Había dejado su casa para seguir al divino maestro, al que conocía desde que eran niños. Nunca durante su vida había comprendido, dadas sus pocas luces, que estaba destinado a representar un papel tan indigno. Todos tenemos un destino, le había dicho Jesús, apartándolo del grupo, el tuyo será entregarme, no debes rehusar. Sin ti no podría cumplirse lo que está escrito en la ley de Moisés, en los profetas y en los salmos.
Lo había seguido a lo largo de las colinas que circundaban Jerusalén convencido de que su amigo era un taumaturgo cuya bondad no tenía límites. Una noche bajo un techo de estrellas le había confiado que un arcángel se le había acercado con el fin de que supiera cómo sucederían las cosas. Había un mundo distinto al lugar en que se encontraban, le dijo, y sin embargo, es un mismo mundo. Ahí se haya la humanidad que ha sido y la que será. Los que creen en Él tienen un lugar apartado. Estaban sentados tranquilamente en el tronco de un árbol caído en un lugar llamado Getsemaní. Judas se atrevió a preguntar: ¿cuál es el mejor camino? Señalaba con la mano un rumbo donde la vereda se partía en dos. No preguntes, dijo Jesús, el mejor camino es el que te dicte tu conciencia, nada sabes de adónde te llevará cualquiera de los dos, ni estás seguro de que cuando llegues al final nada consigas, sino arrepentirte porque después de todo tu destino será el que tú elijas.
El viento sopla, agregó, de donde quiere y oyes su sonido; mas no sabes de dónde viene, ni a dónde va. Judas Iscariote se quedó alelado, él no quería escoger, deseaba que le dijeran por dónde.
Se acercaba la fiesta de los panes sin levadura, es decir la Pascua en la cual necesario era sacrificar un cordero. Llegada la hora se sentó a la mesa y con él los apóstoles. Les dijo: la mano del que me entrega está conmigo en la mesa… porque os digo que es necesario que se cumpla todavía en mí, aquello que está escrito. Judas había ido detrás siguiendo a los que habían aprehendido a Jesús. Lo vio todo, cuando lo azotaron, al trenzar una corona de espinas que pusieron en su cabeza, oyó a la muchedumbre pedir que soltaran a Barrabás, aguzó el oído cuando dijo Pilatos: yo no me hago responsable de la muerte de este hombre justo y se lavó las manos, luego siguió Judas la procesión hasta llegar al lugar de la calavera, llamado Gólgota.
Miró Judas, con los ojos rasados en lágrimas, alzar a Jesús en la cruz en que por burla le colocaron una tabla con las letras INRI, Jesús de Nazaret, rey de los judíos. Poco después expiró. Asistió Judas de lejos a observar cómo era introducido en un sepulcro abierto en una peña. No esperó más, ni supo que resucitaría al tercer día.
Desde las alturas, miraba el horizonte mientras anudaba la soga alrededor de su cuello, a lo lejos en medio de la negrura de la noche, abajo en el valle, se alcanzaba a ver las fogatas encendidas como estrellas caídas del cielo. Sus pensamientos eran sencillos, había entregado a su amigo dándole un beso en la mejilla, a lo que siguió un alboroto.
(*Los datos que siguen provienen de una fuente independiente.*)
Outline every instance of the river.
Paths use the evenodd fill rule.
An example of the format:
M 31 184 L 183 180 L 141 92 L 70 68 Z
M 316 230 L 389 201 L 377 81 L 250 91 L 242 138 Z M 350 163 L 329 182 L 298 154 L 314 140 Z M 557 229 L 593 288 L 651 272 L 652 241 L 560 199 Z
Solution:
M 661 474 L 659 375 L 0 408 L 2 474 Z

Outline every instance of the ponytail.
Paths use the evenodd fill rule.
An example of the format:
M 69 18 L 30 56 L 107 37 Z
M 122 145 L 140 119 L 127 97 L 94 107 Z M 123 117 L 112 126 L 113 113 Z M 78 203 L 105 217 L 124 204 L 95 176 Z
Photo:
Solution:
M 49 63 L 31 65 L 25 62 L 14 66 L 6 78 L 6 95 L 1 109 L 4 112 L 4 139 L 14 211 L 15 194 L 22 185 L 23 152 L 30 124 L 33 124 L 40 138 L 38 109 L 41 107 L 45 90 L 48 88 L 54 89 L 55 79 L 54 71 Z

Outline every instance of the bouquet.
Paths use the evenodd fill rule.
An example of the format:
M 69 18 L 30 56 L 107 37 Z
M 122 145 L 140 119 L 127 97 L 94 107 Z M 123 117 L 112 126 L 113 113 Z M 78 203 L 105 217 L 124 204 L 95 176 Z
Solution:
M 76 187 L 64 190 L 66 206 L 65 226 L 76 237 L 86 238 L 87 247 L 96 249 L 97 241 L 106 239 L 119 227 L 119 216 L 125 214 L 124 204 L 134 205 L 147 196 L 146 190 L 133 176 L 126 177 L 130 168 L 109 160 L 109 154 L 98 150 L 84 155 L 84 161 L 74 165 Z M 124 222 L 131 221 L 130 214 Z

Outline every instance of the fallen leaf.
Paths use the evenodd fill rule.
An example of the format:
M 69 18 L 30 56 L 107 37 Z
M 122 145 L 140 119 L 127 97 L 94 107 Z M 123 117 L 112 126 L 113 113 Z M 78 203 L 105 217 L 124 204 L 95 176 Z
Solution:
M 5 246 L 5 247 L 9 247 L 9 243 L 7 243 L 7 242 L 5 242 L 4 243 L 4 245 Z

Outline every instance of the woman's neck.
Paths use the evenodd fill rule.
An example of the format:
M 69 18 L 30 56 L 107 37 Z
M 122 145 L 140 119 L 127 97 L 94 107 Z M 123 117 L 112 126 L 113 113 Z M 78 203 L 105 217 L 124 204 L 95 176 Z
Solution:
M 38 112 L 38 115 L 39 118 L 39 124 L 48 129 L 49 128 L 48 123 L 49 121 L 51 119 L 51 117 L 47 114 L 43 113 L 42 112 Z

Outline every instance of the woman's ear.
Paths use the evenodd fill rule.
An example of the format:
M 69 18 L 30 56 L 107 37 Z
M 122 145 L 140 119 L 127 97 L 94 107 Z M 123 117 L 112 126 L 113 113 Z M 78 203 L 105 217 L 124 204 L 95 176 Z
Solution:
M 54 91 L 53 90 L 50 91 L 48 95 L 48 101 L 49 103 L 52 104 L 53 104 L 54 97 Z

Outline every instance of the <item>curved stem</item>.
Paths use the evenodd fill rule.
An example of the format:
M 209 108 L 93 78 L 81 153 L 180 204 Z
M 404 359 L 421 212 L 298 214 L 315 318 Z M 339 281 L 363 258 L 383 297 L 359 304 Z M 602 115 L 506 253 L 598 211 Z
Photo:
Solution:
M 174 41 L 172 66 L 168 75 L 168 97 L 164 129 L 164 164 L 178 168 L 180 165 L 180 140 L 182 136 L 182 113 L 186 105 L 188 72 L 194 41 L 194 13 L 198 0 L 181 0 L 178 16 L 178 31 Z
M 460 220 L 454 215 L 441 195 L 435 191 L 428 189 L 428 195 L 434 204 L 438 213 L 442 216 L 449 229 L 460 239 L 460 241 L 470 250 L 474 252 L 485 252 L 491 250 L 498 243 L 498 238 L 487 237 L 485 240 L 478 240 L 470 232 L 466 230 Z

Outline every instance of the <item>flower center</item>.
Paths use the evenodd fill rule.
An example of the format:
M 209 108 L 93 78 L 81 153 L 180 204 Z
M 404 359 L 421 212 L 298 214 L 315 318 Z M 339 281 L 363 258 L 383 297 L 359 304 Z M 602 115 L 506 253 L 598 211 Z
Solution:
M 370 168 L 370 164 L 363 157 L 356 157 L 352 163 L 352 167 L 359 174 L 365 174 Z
No esperó más, se retiró aprovechando la oscuridad reinante. Había cumplido su cometido haciendo lo que su amigo Jesús había consentido.
Él no sabía de los enredos políticos de los sacerdotes. Ni sabía que habían condenado a Jesús porque lo habían pedido los fariseos, azuzados por quienes lo veían como un enemigo de sus prebendas y canonjías. Lo amaba con todas las fuerzas de su corazón, estaba confundido ¿habría hecho mal? No lo sabía. Llegará el día en que a la humanidad le resulte fácil creer en Jesús como el Hijo de Dios. Se dirá en todas las lenguas: he aquí el cordero de Dios, que quita el pecado del mundo. Ese pensamiento pasaba por su mente cuando sintió un fuerte tirón y ya no supo más.
La higuera de donde colgaban sus despojos, empezó a secarse, dejando caer sus hojas como lágrimas vivas de una pena que no tiene consuelo.